The State also makes a contribution to a pension scheme for GPs.

On the other hand, 60 per cent of the population currently pays for a GP visit out of their own pocket.

The State has no role in regulating either the amount private patients can be charged or the number which can be seen by individual GP practices.

There are no official figures for private GP fees but anecdotally these can range from €35 to €70 depending on location.

The Irish Medical Organisation (IMO) has maintained that GPs have seen a fall-off in their private earnings over recent years.

It told the Government earlier this year that 43 per cent of GPs had seen a reduction in private income of 21-30 per cent.

However, it is possible that part of this is due to the fact that large numbers of previously private patients are now covered by medical card or GP-visit cards due to the rise in unemployment over recent years.
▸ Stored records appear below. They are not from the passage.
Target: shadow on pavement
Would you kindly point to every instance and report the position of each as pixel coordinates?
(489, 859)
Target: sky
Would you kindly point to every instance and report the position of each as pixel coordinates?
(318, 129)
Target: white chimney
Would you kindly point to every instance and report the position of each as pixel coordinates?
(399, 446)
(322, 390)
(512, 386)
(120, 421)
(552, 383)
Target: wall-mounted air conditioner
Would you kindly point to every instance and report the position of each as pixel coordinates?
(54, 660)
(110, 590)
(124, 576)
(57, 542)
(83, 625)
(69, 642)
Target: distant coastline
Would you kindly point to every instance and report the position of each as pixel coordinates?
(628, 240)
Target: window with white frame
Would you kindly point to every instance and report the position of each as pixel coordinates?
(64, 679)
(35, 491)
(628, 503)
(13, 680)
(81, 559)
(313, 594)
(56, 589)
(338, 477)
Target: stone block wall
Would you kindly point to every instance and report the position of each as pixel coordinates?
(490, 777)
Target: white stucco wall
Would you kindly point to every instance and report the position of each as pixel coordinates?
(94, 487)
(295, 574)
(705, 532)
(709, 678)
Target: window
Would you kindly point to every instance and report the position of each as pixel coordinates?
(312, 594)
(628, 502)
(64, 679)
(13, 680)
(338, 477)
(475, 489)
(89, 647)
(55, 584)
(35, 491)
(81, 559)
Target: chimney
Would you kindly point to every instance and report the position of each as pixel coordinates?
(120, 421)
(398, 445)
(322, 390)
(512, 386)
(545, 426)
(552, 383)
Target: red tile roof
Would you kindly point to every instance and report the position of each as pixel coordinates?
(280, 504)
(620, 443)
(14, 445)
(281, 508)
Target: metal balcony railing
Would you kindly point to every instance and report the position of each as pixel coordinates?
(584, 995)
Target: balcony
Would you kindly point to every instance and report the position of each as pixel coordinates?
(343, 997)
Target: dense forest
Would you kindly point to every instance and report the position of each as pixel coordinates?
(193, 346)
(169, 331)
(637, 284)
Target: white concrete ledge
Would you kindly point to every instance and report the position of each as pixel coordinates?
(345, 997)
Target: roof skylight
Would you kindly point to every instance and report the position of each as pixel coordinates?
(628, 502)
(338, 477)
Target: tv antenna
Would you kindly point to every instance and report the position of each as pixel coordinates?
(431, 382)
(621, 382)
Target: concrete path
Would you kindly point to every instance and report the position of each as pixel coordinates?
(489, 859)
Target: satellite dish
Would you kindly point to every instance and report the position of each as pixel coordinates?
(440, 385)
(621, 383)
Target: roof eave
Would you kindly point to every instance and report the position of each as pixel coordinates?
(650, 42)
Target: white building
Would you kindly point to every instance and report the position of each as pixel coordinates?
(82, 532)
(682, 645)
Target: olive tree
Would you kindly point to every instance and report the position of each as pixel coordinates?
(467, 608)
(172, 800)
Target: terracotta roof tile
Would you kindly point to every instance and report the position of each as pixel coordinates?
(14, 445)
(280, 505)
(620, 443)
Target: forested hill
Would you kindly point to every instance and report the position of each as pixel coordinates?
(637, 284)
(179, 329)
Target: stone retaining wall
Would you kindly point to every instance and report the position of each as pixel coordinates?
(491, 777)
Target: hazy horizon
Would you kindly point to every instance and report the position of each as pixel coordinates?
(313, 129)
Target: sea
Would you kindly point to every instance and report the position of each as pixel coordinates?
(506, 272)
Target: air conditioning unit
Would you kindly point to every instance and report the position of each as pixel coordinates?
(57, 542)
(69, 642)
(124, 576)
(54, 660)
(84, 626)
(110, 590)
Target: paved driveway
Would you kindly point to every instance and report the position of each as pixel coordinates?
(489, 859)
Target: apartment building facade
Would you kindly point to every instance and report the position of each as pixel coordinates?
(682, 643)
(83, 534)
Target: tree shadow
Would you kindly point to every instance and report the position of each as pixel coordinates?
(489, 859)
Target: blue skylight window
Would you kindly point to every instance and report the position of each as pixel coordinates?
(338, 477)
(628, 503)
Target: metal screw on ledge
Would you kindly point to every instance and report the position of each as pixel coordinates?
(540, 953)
The number of medical card holders increased from 1.478 million at the end of 2009 to 1.706 million at the beginning of 2012, while the number of GP-visit cards rose from 98,325 to 126,836 over the same period.

There have been a series of fee cuts imposed over recent years under financial emergency legislation which collectively have taken about €100 million out of general practice – the most recent being a 7.5 per cent average reduction in fees introduced last summer. But the Government argument is that the global payout to GPs is still running at nearly €500 million per year as a result of larger numbers covered by the schemes.

The Department of Health has contended in submissions to the Minister that in setting fee cuts over recent years they took account of the fixed overheads such as premises which GPs have to meet.

However, the department maintained that the State could not be expected to make allowance for the full cost of overheads in what are essentially mixed public/private practices.

Engage with GPs
The other main issue which the Government will have to address is the practicality of how it will engage with GPs.

Over recent years health service management has taken a view that as GPs are independent contractors it cannot, under competition law, negotiate on fees collectively with the IMO as their representative body. The IMO rejects this position.

Under the former Croke Park agreement, the Government was to have amended competition law to allow for negotiation on fees with healthcare professionals.

However, this change never materialised.

A court case is currently looming involving the IMO and the Competition Authority which may definitively settle this issue.

However, in the meantime, although the Government has said it will talk to the IMO, it is unclear as to how it would set about negotiating fee rates to apply either as part of the planned introduction of free GP care for young children or the broader plan for universal GP care for everyone.